The spread of the MRSA superbug strikes fear in many. But for an entrepreneurial few, it's prompting a burst of marketing for products and services that they maintain can foil the scary drug-resistant staph bacteria.
From disposable condom-like covers for stethoscopes to room-fogging that dispenses disinfectants originally created to fight bioterrorism, the MRSA fear factor is spurring an anti-MRSA industry.
Health officials who preach the low-cost, low-tech effectiveness of hand washing to curb the bacteria show some exasperation at these more elaborate approaches.
But with the public spotlight on MRSA, some companies clearly think their anti-microbial ship may have come in.

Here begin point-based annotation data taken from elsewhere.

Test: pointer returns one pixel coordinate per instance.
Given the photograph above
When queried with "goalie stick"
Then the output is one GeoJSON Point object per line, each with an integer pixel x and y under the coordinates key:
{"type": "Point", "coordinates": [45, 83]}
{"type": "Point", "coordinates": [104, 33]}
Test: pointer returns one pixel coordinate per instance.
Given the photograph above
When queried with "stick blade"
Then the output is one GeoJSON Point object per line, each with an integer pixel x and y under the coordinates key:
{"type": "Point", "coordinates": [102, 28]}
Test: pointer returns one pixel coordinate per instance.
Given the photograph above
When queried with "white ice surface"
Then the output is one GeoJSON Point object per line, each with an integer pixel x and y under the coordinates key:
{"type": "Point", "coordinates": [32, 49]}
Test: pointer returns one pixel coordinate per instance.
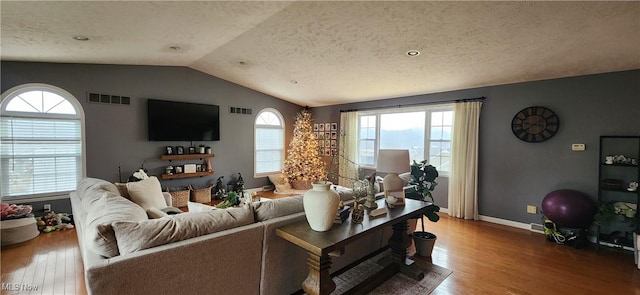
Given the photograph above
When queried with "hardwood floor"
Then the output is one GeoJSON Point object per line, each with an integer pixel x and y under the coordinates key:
{"type": "Point", "coordinates": [485, 258]}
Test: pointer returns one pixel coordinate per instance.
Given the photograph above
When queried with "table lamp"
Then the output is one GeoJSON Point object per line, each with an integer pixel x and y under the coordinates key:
{"type": "Point", "coordinates": [393, 162]}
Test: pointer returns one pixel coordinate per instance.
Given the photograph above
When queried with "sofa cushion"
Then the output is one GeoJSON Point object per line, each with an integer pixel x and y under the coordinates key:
{"type": "Point", "coordinates": [147, 193]}
{"type": "Point", "coordinates": [270, 209]}
{"type": "Point", "coordinates": [134, 236]}
{"type": "Point", "coordinates": [108, 207]}
{"type": "Point", "coordinates": [279, 182]}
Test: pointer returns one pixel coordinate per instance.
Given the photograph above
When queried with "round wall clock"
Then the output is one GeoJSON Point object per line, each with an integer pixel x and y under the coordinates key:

Take JYMRSA, LLC., a Robbinsdale start-up firm that sells the new disinfecting fog it says can kill MRSA.
"Before, nobody even listened to us," said the company's cofounder Joe Leintz.
Nobody, that is, until a series of alarm bells sounded this fall. First, a healthy high school football player in Virginia died from a staph infection.
Then the Centers for Disease Control and Prevention warned that superbugs were spreading beyond hospitals into the community, killing 19,000 people around the country in 2005. The Minnesota Department of Health jumped in, urging athletes not to play contact sports if they had sores or rashes.